Others believed it first, though. It was an old university friend now running a merchant bank who suggested that she put together a bid for IPC, when it became clear that Reed Elsevier wanted to divest itself of its consumer magazine division. She found backing for her bid but was beaten by the venture capitalists Cinven for the purchase. However, she says she came out of the experience with no battle scars. Just flabbergasted she'd got so far.
Putting the strategic plans together also helped her see there was another way to run a magazine company. Now she is determined to prove that editors are not just creative fluffy bunnies.
Tired of "layers and layers and layers of management", O'Sullivan and Sutcliffe, who is former editor-in-chief of IPC's music and sports titles, want to create an editorially driven company with a flat management structure. The plans have been received well enough to persuade five wealthy individuals to part with pounds 2.2m to back them, and a host of respected magazine types have not only left secure positions to join the new venture, but have also taken out share options.
First from Cabal, in mid-October, are to be two big consumer monthlies. One is aimed at teenage boys - going under the working name of "Project FOG"(Fuck Off Grown-ups), thanks to the input of the 16-year-old son of O'Sullivan and her husband, the former Times and Mirror editor Charles Wilson. It will, says O'Sullivan, cover the familiar areas of sports, clothing, games, gadgets and bikes. And girls? "Absolutely!"
The other will be a mass-market home interest title, which aims to fill an empty niche by catering for ordinary women alienated by the "let's- paint-the-living-room-red" brigade.
November will see the launch of a specialist health title and another consumer title, neither of which she will be drawn on. Then, if all goes well, next March there will be a big consumer launch in the women's sector and three new sports titles. In all, 12 magazines are planned in Cabal's first year, though "nothing is cast in stone".
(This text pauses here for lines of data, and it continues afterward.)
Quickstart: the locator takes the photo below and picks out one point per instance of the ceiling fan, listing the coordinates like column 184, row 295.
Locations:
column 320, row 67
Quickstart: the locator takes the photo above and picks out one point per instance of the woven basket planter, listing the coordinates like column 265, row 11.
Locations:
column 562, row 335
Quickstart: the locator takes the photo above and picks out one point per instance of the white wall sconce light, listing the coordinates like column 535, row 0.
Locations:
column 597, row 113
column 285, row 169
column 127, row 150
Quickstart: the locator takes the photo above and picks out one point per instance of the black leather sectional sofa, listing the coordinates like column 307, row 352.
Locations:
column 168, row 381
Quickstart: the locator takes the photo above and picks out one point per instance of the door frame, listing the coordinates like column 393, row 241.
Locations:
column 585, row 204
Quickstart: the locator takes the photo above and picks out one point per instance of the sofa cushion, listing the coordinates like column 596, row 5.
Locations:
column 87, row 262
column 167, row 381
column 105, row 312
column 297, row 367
And the story does not end with magazines. She adds: "What you don't tend to realise as a journalist is that you have a marketable talent and the talent is that you understand how to reach the consumer. I'd always thought it was just common sense. I fully expect this company to produce a clutch of high-quality magazines, but I also see us having a broader consulting role. We can put magazines together for a company, plus a television programme, evolve Internet sites and advise them on retail outlets.'
However, O'Sullivan is alarmingly modest. Not only does she berate herself for the failure of Riva ("It was 10 years too early, and I say that with no pride at all; to be too early in a market-place is inexcusable"),but of Cabal's creating a "different" style of publishing house, she is quick to add: "it remains to be seen whether it is better".
Setting up Cabal has been, she says, like climbing a terraced slope: "Andrew and I pick each other up when we get stuck in the mud or when the next step seems too high. Now we're two-thirds of the way up the mountainside we can look back and see how far we've come."
O'Sullivan has the partner, the money and the ideas. She's in the building and the staff are coming on board. All she needs now are those telephones.